In a game-turning moment, Haruki Nishikawa dropped a catchable fly ball from Takuya Kai in the bottom of the seventh, allowing two Hawks runners to score for a 5-4 lead.
The Fighters had jumped out to a 4-0 lead in the fifth when Ryo Watanabe crushed a three-run homer against Senga.
Kensuke Kondo had put Nippon Ham on the board earlier in the frame when he brought home Takuya Nakashima on a fielder’s choice.
With Kondo and Nishikawa on the corners, Watanabe launched Senga’s 2-2 breaking ball into the stands behind center field.

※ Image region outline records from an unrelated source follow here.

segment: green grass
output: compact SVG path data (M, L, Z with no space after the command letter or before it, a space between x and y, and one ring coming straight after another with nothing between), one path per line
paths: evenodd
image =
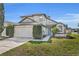
M28 42L1 56L79 56L79 39L51 38L51 43Z

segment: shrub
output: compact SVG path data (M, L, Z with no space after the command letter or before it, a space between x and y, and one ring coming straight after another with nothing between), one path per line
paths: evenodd
M34 39L42 38L42 27L41 27L41 25L34 25L33 26L33 38Z
M13 25L8 25L6 27L6 35L9 36L9 37L14 36L14 26Z

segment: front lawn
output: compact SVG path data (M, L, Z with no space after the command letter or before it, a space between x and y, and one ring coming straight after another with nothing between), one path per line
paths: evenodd
M51 38L51 43L28 42L7 51L2 56L79 56L79 39Z

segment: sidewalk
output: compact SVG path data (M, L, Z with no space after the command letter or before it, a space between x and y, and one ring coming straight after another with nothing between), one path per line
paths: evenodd
M0 54L20 46L31 39L20 39L20 38L8 38L5 40L0 40Z
M46 37L43 38L43 39L33 39L32 41L48 41L50 37L51 37L51 36L49 35L49 36L46 36Z

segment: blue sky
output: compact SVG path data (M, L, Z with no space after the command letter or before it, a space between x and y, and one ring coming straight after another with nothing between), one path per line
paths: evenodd
M45 13L52 20L76 28L79 23L79 4L71 3L5 3L5 20L19 22L20 16Z

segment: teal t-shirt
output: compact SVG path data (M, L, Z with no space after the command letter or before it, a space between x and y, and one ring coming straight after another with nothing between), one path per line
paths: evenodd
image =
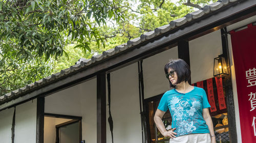
M158 109L172 115L172 128L176 128L176 136L191 133L209 133L203 118L203 108L210 107L204 90L194 87L190 92L183 94L175 89L167 91L162 97Z

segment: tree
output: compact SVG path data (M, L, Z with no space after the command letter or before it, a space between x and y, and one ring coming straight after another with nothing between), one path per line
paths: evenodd
M172 2L2 1L0 96L67 68L81 58L90 59L125 43L212 1Z
M216 0L215 0L217 1ZM191 7L185 3L192 3L202 7L212 3L211 1L181 0L178 3L170 0L130 0L120 1L120 8L125 18L118 22L106 21L107 25L98 27L105 41L106 46L98 47L95 41L91 42L91 53L84 54L79 49L68 47L67 52L70 60L62 56L54 63L54 72L67 68L75 64L80 58L90 59L93 55L101 54L103 51L113 48L115 46L125 43L129 40L140 37L145 32L154 31L169 23L172 20L182 17L199 8ZM193 5L194 6L194 5Z
M53 59L63 53L68 59L71 42L83 53L93 41L104 47L98 25L123 18L119 6L115 0L1 1L0 96L52 73Z
M91 40L105 44L95 25L123 17L119 3L104 0L6 0L0 2L0 41L18 51L16 58L27 60L42 56L47 61L65 52L65 47L75 41L76 47L90 50ZM34 52L36 54L32 55Z
M51 61L46 62L40 57L18 60L16 58L18 51L12 46L6 44L0 46L0 96L48 76L53 72Z

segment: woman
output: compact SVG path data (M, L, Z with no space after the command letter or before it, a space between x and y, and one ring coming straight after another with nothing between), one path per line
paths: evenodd
M203 89L190 85L190 70L182 60L170 61L164 67L166 78L174 89L163 95L154 117L156 125L170 142L216 143L208 108L210 106ZM167 131L162 121L169 109L171 130Z

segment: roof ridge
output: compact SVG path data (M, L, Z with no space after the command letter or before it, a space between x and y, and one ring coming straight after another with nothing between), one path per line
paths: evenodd
M104 51L101 54L92 56L91 59L83 58L84 59L82 59L80 61L78 61L76 63L75 65L70 66L69 68L61 70L59 72L53 74L49 76L44 77L33 83L31 83L24 87L12 91L11 93L0 96L0 103L7 100L8 99L14 97L14 96L16 96L31 90L34 89L38 86L48 83L52 81L57 79L71 73L90 65L97 61L100 61L102 59L111 56L117 53L137 45L161 34L163 34L172 30L175 29L176 27L183 25L188 22L193 20L193 19L197 19L205 14L208 14L211 11L215 11L219 10L224 5L227 5L230 3L232 3L233 2L238 1L242 0L221 0L208 5L205 5L198 10L186 14L183 17L171 21L168 24L157 27L154 31L141 34L139 37L129 40L126 43L116 46L114 48ZM81 59L82 58L80 59ZM79 60L80 59L79 59Z

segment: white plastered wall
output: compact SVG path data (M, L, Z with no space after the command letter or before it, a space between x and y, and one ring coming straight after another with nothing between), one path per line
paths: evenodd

SoftBank closed the gap to 4-3 in the sixth on RBIs from Kai, Seiichi Uchikawa and Alfredo Despaigne.
The Hawks went ahead the following inning after center fielder Nishikawa made a crucial error on a deep fly ball from Kai.
As he sprinted back, Nishikawa looked set for the catch, but he dropped the ball onto the warning track, allowing Nobuhiro Matsuda and Shuhei Fukuda to score.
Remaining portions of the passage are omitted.